That's what it says at the top of the letter I just received from Mass. General Hospital. You may now address me as Delicious Tastyblood, Esq.
Backstory: I tried to donate blood at Arisia and failed. It was a great experience otherwise--the Sexy Nurses and the real nurses were professional, and gyzki and the_termagant came with me for moral support. However, when the real nurses took a one-drop blood sample, they found my iron levels were too low to allow me to donate. ("Does that mean I'm anemic?" I quavered. "No, it just means you need more iron," said the weary nurse. "Go home and eat some spinach.") I've been diligently getting more iron in my diet since then, so I can go over to MGH and donate there.
The letter says that, based off the miniscule sample they took, I have no HLA antibodies in my blood. See here for a Wikipedia page, mostly impenetrable to me. The gist of it is that lots of people have HLA-positive blood, which can cause lung injury in the transfusion recipient and, I guess, also cause graft failure/rejection in transplants. HLA-positive blood is still useful in a lot of cases, but if you have HLA antibodies you can't donate platelets, which are useful for leukemia patients and transplant patients. That is Where I Come In.

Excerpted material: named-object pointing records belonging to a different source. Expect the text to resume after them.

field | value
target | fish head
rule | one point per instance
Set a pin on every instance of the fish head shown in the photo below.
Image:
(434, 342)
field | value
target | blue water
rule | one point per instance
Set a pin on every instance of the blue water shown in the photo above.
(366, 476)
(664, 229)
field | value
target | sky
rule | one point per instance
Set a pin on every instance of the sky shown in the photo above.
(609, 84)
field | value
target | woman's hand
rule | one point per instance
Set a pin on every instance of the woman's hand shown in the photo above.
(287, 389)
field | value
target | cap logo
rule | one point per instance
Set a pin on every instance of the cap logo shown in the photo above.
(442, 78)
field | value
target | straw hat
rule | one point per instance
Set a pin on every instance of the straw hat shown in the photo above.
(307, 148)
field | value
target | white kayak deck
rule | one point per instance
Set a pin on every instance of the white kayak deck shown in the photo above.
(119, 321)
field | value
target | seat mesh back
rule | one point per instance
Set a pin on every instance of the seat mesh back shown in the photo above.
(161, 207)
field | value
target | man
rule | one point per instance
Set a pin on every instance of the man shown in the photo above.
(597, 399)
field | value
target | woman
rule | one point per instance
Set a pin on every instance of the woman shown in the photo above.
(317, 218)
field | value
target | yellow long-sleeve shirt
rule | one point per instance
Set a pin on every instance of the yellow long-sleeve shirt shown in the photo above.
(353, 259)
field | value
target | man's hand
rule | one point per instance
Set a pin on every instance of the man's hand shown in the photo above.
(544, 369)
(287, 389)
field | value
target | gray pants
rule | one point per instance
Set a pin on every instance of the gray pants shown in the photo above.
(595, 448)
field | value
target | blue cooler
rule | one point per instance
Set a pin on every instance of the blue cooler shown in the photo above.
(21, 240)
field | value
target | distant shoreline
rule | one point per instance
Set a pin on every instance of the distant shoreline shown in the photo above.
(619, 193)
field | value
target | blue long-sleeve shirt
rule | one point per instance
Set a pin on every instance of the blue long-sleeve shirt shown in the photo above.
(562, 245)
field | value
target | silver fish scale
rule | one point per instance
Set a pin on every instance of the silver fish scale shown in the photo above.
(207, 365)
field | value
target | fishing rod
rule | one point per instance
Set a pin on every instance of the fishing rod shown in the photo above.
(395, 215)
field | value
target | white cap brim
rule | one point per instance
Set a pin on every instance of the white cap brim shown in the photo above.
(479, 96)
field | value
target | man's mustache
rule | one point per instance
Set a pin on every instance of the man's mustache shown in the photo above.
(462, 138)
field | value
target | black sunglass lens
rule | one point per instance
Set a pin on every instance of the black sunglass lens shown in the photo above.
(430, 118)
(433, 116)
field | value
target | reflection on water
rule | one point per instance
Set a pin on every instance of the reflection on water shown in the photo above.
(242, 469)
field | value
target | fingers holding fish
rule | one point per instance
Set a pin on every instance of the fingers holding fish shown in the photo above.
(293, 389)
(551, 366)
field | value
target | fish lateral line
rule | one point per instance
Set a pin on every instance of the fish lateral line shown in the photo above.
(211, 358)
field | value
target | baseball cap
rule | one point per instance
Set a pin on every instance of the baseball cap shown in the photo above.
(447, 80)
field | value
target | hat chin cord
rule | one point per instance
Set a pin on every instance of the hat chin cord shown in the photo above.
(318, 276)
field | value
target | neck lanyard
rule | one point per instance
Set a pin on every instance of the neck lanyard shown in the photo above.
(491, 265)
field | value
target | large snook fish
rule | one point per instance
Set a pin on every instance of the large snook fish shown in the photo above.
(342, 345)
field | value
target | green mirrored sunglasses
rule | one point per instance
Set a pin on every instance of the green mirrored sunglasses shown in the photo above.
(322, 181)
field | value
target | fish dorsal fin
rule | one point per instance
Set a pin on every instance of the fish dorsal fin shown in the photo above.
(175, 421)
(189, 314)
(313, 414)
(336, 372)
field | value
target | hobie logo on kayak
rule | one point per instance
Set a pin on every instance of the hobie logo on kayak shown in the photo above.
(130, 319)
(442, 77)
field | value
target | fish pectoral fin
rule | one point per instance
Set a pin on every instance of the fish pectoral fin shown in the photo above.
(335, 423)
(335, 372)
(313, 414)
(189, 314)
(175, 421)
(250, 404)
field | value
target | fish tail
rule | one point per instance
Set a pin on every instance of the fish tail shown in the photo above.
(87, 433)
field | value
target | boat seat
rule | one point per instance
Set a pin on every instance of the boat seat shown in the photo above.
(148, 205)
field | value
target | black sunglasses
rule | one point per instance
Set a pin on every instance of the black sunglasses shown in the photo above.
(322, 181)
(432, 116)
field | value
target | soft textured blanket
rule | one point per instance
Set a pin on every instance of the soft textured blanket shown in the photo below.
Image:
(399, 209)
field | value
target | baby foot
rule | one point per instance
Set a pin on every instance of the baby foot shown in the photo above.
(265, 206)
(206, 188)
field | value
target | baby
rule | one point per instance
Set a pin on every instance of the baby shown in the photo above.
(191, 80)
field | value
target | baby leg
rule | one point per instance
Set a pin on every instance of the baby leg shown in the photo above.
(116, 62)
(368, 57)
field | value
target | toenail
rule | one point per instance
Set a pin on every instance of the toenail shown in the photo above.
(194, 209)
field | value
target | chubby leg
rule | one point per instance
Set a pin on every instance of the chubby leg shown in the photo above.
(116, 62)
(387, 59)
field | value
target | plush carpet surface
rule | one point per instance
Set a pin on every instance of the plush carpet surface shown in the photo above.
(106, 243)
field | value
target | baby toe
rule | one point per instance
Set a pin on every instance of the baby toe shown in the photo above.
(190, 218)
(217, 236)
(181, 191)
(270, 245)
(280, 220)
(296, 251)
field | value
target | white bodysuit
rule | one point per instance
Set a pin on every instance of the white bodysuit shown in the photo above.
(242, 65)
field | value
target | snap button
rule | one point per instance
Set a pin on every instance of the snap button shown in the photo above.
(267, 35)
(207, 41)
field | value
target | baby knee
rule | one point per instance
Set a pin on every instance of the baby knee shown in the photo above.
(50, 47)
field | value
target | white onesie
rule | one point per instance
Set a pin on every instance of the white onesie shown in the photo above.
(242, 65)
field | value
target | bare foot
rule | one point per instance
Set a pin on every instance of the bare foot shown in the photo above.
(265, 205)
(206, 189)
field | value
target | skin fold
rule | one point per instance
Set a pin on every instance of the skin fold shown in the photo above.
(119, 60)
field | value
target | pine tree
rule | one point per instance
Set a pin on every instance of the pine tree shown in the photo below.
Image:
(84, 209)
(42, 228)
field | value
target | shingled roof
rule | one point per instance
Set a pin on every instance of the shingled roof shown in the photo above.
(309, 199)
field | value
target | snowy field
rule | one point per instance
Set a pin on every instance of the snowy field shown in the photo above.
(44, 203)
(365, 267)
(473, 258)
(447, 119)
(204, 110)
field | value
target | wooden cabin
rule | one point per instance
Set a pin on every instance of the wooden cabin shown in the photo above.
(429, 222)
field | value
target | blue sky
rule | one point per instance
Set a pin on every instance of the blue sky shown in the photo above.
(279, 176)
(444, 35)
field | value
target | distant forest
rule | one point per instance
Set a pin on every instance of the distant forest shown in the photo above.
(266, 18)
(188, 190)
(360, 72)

They're requesting that I come in and donate platelets through a process called apheresis, which my spell checker doesn't acknowledge is a real word. Apheresis involves spending an hour with a needle in my arm, which sucks out about a pint, removes its platelets, and cycles the rest of the fluid (plasma, red and white cells) back into my body. Sounds uncomfortable and boring, but what the hell, I'll bring a book.
Really, they had me at "Your Blood is Extra Special!" Who wouldn't love to be told that? I've been smug ever since. Of course,the vampire story writes itself: an old, frail, wise vampire who is good at passing for human is on the staff at MGH, and he uses the ceiling cameras on board the Bloodmobile to pick out chicks. Then he gets their paperwork out, drafts flattering letters on the Donor Center stationery, and waits for the tasty women to come hurrying over to MGH. I will soon be among their number, because that's one hell of a pickup line.
The day after I received the letter, I encountered this My Chemical Romance song and its accompanying cute fanvid. I like how the central character has the least reassuring smile ever. Question: why do vampirettes travel in threes? It's not a riddle or the setup for a joke, I'm just wondering whether it's a hunting technique or an efficient defense against Peter Cushing or a polyamorous relationship or a religious observance. Whenever you have sexy female vampires, which is all the time, there's usually a blonde, a brunette, and a redhead, from Stoker by way of Universal Pictures. In their nighties with their hair down and perfect lipstick.
My icon is from Hammer Horror's Brides of Dracula. OK, there are only two brides and they're both brunettes, but still. (Three of my five new icons are vampires. Apparently I'm on a horror binge again.)
Well, they encourage your complete cooperation
Bring you roses when they think you need to smile
I can't control myself because I don't know how
And they love me for it, honestly, I'll be here for a while.